Ecosystem and prerequisites
- Spark and how to install (Linux or windows 10 with WSL or virtualmachine image)
- Python API for Spark
- Python documents
Introduction wgy python with Spark
Notwithstanding its fame as only a scripting language, Python exposes several programming paradigms like array-oriented programming, object-oriented programming, asynchronous programming, and many others. One paradigm that is of particular interest for Big Data processing is functional programming.
Functional programming is a common paradigm when you are dealing with Big Data. Writing in a functional manner makes easier parallel code. This means it’s easier to take your code and have it run on several CPUs or even entirely different machines. You can work around the physical memory and CPU restrictions of a single host by running on multiple systems at once.

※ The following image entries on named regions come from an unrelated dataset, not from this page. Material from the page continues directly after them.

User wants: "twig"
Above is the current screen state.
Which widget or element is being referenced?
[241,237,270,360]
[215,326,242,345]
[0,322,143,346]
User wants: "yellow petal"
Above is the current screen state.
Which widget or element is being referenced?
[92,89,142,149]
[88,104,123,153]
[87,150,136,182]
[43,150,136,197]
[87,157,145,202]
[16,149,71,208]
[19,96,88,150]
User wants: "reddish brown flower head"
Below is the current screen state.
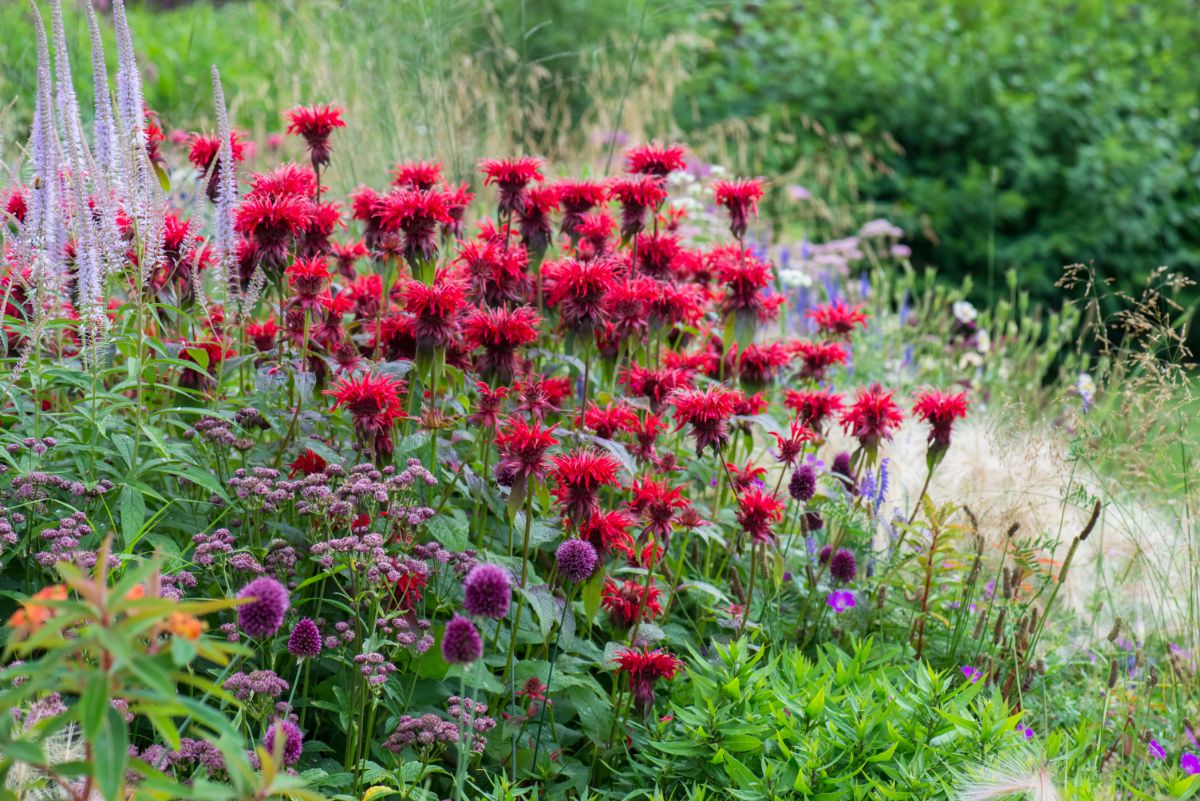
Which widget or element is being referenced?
[667,385,737,456]
[613,646,683,715]
[479,156,544,213]
[542,258,617,331]
[912,390,967,451]
[462,306,541,384]
[625,144,686,177]
[551,447,620,524]
[391,162,442,189]
[792,339,850,381]
[287,103,346,168]
[713,177,762,240]
[608,175,667,236]
[496,417,558,487]
[784,390,842,433]
[600,578,662,628]
[805,300,866,339]
[841,384,904,450]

This is the power of the PySpark ecosystem, allowing you to take functional code and automatically distribute it across an entire cluster of computers.
Many of the core ideas of functional programming are available in Python’s standard library and built-ins. You can learn many of the concepts needed for Big Data processing without ever leaving the comfort of Python!
The core idea of functional programming is that data should be manipulated by functions without maintaining any external state. This means that your use ummutable data and always returns new data instead of manipulating the data in-place.
Another common idea in functional programming is anonymous functions (lambda). Python exposes anonymous functions using the lambda keyword.